Is nothing sacred anymore? Wordle, the daily word game that provides millions with a reason to get up every morning, is being wrenched from our collective hands by The New York Times.
The media giant purchased the humble, no-frills game from its creator, Josh Wardle, for a price "in the low seven figures."
On Twitter, Wardle announced the acquisition with a formal statement explaining that the game's runaway success has been "a little overwhelming." A fan of the Times' own word puzzles (such as the weekly crossword and Spelling Bee), Wardle decided to pass the reigns to the publication.
The creator's statement also assured readers that, once relocated to The New York Times website, Wordle will remain "free to play for everyone."
However, the Times stated that the game will "initially remain free to new and existing players" (emphasis on "initially"), raising concerns that the hit will eventually become pay-walled.
Riffing on the possible monetization of the game, Wordle fans are suggesting some creative solutions for preserving its accessibility — all you need is a willing partner and lots of colored square emojis.

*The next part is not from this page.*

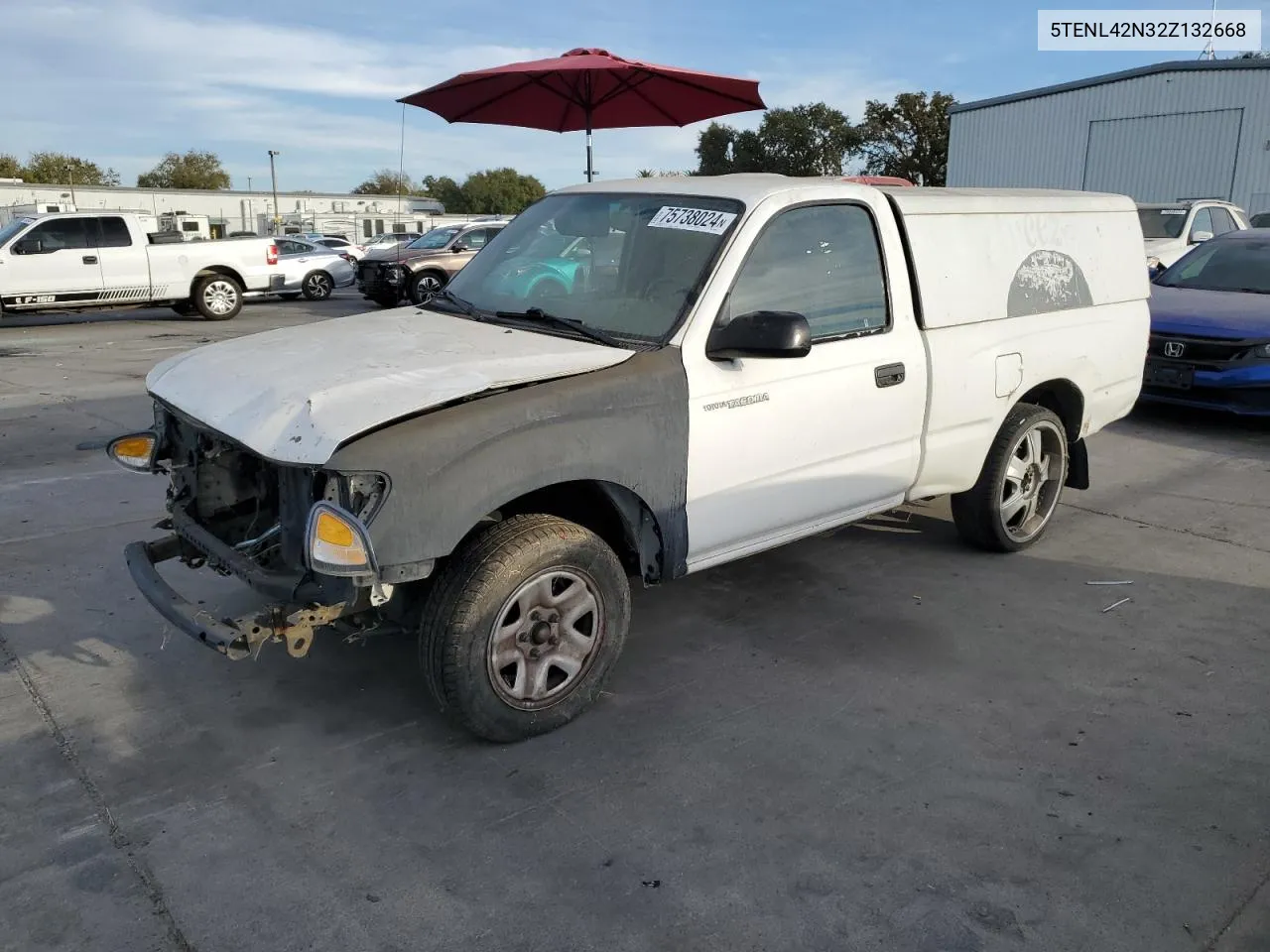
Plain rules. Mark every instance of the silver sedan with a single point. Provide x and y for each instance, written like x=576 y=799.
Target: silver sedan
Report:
x=312 y=270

As terrifying as the prospect of pay-walled Wordle is, Wardle deserves major props for not only creating the game, but also its heart-warming origins.
A Brooklyn-based software engineer, Wardle initially dreamt up the puzzle for his word game-loving partner, Palak Shah. "It's really sweet," Shah told the Times. "This is definitely how Josh shows his love."
I can't exactly blame Wardle for getting his coin (seven figures!), especially when he set out with such pure intentions.
Let this be a lesson: do something nice for your partner, and you might just end up a millionaire.